The second line of this extra test already looks correct in PuTTY:
three code points each representing an emoji, for which wcwidth()
correctly reports that they occupy 2 cells each. On GTK, the emoji
even appear in colour; on Windows they come out in black and
white. (And I don't know what I can do to fix that; the problem is not
that I don't have any emoji font installed. I do.)
The first line consists of 'simpler' emoji in the sense of being more
common, but technically more complicated, because they're ordinary
Unicode characters such as U+2764 HEAVY BLACK HEART, modified into
emoji by U+FE0F VARIATION SELECTOR-16. This goes badly because
wcwidth() measures the primary character as having width 1 (which it
would do, by itself), and the variation selector as width 0 (also not
unreasonable), but the total is 1, where you'd like it to be 2. This
is also difficult to fix, because if we unilaterally changed it then
every curses-type library would mispredict the cursor position and
produce display corruption during partial screen redraws!
The third line uses a mechanism I've only found out about recently:
U+200D ZERO WIDTH JOINER glues together two code points that would
each be a valid emoji on its own, to make a single combined one. In
this case, WOMAN + PERSONAL COMPUTER ought to combine into a woman
using a computer.
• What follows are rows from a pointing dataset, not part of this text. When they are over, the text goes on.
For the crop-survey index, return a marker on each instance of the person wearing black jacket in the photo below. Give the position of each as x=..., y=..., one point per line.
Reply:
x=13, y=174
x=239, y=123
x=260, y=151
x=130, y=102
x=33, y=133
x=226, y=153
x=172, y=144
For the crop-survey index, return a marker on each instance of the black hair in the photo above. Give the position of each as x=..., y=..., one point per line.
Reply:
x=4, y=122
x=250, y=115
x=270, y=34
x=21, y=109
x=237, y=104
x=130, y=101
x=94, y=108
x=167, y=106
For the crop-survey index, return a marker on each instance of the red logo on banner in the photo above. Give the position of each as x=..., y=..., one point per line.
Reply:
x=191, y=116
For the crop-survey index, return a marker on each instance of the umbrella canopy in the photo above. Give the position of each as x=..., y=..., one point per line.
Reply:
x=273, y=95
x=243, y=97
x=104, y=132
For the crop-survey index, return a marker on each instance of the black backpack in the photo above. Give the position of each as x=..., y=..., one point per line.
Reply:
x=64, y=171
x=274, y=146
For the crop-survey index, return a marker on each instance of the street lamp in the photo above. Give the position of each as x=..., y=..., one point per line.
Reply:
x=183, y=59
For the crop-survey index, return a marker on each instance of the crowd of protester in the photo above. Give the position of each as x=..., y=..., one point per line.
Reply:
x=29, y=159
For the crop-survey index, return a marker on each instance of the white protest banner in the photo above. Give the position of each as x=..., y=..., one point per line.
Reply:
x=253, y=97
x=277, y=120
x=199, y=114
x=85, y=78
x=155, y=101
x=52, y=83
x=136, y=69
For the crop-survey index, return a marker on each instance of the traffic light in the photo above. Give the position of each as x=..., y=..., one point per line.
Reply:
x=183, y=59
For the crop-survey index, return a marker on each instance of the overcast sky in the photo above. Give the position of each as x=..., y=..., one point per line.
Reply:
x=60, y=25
Again this doesn't work in PuTTY, which knows
nothing about ZWJ. But it comes out as expected in other tools viewing
this file, such as 'gedit', or Firefox.
The fourth line shows another complex emoji case: the WOMAN code point
is followed by U+1F3FB EMOJI MODIFIER FITZPATRICK TYPE-1-2, and
another one is followed by U+1F3FF EMOJI MODIFIER FITZPATRICK TYPE-6,
in each case selecting the woman's skin tone. PuTTY mishandles that
too, because it doesn't know that those should act as modifiers (again
because wcwidth gives them width 2 rather than 0), and so each one
occupies an extra two character cells.
And the last line contains some sample flags, each of which is
obtained by writing a 2-letter code for a country or region (here GB,
UA, EU) with each Latin letter replaced by the appropriate 'regional
indicator symbol letter' from the 26-code-point range U+1F1E6 to
U+1F1FF inclusive. PuTTY doesn't know anything about those either, but
they at least occupy the right number of cells if handled naïvely, so
_that_ one might be possible to fix!